Peygamberimiz Aleyhisselam:

“İzin verecek olursam, onu öldürür müsün?” diye sordu.

Hz. Ömer:

“Evet! Bana izin verirsen, onu öldürürüm!” dedi. (Ahmed b. Hanbel, Müsned, II, 109)

Peygamberimiz Aleyhisselam:

“Hayır! Bu kişi Bedir savaşında bulunanlardan değil midir? (İbn Hanbel, Müsned, I, 105)

O, Bedir savaşında bulunmuş­tur. (İbn Hanbel, I, 80, Buhârî, VI, 60, Müslim, IV, 1941, Ebû Dâvud, III, 47, Tirmizî, V, 410)

Ne bilirsin? Belki de Yüce Allah, Bedir savaşına katılmış olanlara, Bedir gününde bakıp, ‘Siz iste­diğinizi yapın! Ben sizi bağışlamışımdır! Cennet size vacip olmuş, siz Cennete girmeyi hak etmişsinizdir!’ buyurmuştur.” deyince Hz. Ömer’in gözleri yaşla doldu ve:

“Allah ve Rasûlü daha iyi bilir!” dedi. (İbn Hanbel, Müsned, I, 105)

 

Efendim, tarihi olaylar şartlarına göre değerlendirilir, Asr-ı Saâdet’te geçen hadiseler günümüz olaylarıyla birebir örtüşmez, denebilir.

Doğrudur ki tarihi olaylar günümüz hadiseleriyle tamamıyla örtüşmez. Ancak burada gözden kaçırılmaması gereken bir husus da şu olsa gerek.

Hadiseler birebir örtüşmese de Peygamber Efendimiz’in bu olağanüstü affına hiçbir sahabînin ciddi bir itirazda bulunmadığı tarihi bir gerçektir.

Peygamberimiz sallallâhü aleyhi ve sellem, zikri geçen sahabîleri affetmiş, sahabe-i kirâm efendilerimiz de O’nun bu kararını saygıyla karşılamış, boyun eğmiş ve kendisine herhangi bir itirazda bulunmamışlardır. Birlikteliğin, topluluk olmanın, liderin etrafında yekvücut olmanın belki de tarihte eşi bulunmaz örnekleridir bunlar.
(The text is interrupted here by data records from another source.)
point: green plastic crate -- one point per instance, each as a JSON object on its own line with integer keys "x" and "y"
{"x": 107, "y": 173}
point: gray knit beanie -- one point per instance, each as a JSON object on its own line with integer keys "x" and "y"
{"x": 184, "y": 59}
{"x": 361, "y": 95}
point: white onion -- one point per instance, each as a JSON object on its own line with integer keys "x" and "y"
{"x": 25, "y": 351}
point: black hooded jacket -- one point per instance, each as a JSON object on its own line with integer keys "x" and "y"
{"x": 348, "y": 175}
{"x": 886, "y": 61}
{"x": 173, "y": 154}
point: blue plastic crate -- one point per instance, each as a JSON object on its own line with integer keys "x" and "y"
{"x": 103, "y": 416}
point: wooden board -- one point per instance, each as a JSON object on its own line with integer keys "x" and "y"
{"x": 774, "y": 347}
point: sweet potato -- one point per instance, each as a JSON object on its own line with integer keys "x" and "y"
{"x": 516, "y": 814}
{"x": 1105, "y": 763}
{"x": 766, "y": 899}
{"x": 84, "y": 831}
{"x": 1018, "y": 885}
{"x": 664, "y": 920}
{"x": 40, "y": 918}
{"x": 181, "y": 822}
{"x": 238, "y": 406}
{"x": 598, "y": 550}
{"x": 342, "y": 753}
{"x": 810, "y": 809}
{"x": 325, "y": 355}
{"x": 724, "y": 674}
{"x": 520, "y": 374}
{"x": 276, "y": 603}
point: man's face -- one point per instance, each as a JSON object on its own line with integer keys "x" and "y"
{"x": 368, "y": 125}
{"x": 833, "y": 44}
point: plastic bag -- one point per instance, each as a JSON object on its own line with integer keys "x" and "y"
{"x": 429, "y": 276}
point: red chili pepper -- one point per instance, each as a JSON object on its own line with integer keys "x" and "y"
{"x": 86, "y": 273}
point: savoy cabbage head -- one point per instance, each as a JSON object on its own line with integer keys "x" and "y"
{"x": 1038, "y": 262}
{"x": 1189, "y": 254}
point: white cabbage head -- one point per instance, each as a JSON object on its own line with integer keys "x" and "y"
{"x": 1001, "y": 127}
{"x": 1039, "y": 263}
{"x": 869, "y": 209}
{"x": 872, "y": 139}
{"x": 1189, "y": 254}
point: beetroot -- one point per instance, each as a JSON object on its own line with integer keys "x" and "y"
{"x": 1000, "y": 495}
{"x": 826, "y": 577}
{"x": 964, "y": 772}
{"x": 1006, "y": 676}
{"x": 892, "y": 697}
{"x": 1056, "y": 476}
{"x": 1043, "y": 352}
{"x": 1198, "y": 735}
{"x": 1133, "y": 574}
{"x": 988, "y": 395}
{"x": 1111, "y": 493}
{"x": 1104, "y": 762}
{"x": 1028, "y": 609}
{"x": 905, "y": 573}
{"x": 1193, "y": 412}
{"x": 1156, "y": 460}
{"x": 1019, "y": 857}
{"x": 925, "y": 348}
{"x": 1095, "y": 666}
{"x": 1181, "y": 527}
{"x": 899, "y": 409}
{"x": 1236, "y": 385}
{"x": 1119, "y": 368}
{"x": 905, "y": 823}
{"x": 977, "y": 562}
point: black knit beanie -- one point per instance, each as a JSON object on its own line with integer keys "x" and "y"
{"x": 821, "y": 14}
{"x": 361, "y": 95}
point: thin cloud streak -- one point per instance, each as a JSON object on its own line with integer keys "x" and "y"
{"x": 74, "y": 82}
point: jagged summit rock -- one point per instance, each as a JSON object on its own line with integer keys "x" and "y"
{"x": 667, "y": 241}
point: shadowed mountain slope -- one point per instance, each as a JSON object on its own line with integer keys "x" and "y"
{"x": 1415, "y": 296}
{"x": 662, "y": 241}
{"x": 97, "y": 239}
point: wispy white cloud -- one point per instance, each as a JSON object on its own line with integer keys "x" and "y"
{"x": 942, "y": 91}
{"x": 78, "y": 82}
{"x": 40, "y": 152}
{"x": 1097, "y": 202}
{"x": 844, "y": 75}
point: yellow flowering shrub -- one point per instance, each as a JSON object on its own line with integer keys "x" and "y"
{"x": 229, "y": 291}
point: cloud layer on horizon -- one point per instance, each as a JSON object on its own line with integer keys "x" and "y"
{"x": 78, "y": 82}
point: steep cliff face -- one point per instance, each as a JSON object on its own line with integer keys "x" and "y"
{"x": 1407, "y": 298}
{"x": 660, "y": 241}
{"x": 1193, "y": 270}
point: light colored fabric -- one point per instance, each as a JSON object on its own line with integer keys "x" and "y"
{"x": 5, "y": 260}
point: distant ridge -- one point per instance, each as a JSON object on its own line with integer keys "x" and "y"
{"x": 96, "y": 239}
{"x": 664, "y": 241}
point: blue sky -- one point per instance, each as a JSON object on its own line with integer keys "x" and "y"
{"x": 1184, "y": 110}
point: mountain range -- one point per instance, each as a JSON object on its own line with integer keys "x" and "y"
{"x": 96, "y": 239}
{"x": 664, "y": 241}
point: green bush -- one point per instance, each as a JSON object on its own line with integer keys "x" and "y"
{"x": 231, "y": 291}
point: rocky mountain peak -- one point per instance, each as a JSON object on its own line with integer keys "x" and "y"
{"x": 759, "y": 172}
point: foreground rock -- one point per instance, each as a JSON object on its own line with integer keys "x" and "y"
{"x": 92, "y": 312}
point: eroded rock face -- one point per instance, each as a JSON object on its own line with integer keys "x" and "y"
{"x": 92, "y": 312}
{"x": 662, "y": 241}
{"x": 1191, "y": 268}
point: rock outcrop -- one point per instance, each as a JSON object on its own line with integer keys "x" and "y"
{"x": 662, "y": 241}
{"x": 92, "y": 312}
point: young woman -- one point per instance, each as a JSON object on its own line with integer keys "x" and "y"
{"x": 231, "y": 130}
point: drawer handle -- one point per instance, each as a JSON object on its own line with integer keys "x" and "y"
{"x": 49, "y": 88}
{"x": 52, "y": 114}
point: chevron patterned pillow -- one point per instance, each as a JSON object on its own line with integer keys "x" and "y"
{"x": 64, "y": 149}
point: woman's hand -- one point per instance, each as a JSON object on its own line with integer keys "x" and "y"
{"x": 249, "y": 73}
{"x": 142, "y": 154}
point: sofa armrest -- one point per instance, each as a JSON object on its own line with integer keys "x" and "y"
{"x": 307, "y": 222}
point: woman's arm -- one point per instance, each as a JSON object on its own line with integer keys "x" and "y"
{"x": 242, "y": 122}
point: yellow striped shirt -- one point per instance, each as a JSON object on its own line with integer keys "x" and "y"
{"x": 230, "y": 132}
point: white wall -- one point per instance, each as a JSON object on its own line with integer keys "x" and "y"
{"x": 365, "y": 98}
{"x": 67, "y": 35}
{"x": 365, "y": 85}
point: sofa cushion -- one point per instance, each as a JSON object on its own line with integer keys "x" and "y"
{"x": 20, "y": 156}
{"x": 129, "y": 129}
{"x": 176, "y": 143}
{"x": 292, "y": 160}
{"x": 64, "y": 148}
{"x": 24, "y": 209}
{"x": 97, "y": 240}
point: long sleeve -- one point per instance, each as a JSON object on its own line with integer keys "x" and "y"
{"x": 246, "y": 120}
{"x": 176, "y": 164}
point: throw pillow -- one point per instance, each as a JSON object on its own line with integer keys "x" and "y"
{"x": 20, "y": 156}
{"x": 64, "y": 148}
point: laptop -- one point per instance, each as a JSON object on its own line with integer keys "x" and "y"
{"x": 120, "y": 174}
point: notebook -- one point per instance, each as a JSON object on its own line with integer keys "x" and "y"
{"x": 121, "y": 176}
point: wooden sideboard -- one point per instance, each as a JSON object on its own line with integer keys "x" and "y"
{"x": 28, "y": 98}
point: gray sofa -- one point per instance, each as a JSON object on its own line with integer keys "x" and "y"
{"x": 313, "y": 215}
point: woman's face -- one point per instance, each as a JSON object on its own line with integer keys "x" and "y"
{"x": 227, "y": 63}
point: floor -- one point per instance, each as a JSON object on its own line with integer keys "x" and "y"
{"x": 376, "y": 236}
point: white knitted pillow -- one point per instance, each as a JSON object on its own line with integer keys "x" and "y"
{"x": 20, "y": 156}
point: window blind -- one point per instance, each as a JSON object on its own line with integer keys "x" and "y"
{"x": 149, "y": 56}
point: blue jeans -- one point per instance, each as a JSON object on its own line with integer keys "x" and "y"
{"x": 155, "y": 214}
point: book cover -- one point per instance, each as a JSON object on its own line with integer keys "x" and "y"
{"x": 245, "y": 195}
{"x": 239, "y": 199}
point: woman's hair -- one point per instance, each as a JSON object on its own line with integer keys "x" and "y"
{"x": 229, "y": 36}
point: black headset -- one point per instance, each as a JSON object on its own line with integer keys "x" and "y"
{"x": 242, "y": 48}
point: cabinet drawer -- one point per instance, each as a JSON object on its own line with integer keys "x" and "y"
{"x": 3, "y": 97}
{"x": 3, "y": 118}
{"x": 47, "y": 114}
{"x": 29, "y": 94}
Tasavvufta da durum bundan farklı değildir. Silsile yoluyla Peygamber Efendimize, oradan da Cenâb-ı Hakk’a visal eden bir mürşid-i kâmil bu manevî atmosferin feyz ü bereketiyle; sıradan insanların anlayamadığı, kolay kolay da anlayamayacağı hikmetli kararlar verebilir. Bu noktada “teslimiyet” gereklidir. Sabreden, itiraz etmeyen ve nefsine hâkim olan felaha erer. Neticede iş öyle bir noktaya gelir ki; sâlih mürid, Hz. Peygamber’in sîretine ittiba eden kıymetli mürşidinin seyrine dalar, hayret ve hayranlığı kat be kat artar.

Vahye ve sahih ilhama mazhar olan aziz peygamberleri ve mürşid-i kâmilleri anlamaya çalışmak, onlardan yol, yordam, usûl öğrenmek, böylece hikmete erebilmek her mü’mine gerekli olandır. Allah dostlarının yaptıklarından şüpheye düşmek, kararlarını sorgulamak, teşvişe düşmek bir müridin helakine sebebiyet verir.

Hafazanallah…

Allahü Azîmü’ş-Şân’a ve O’na velî olan Allah dostlarına emanet olunuz, emniyet bulunuz.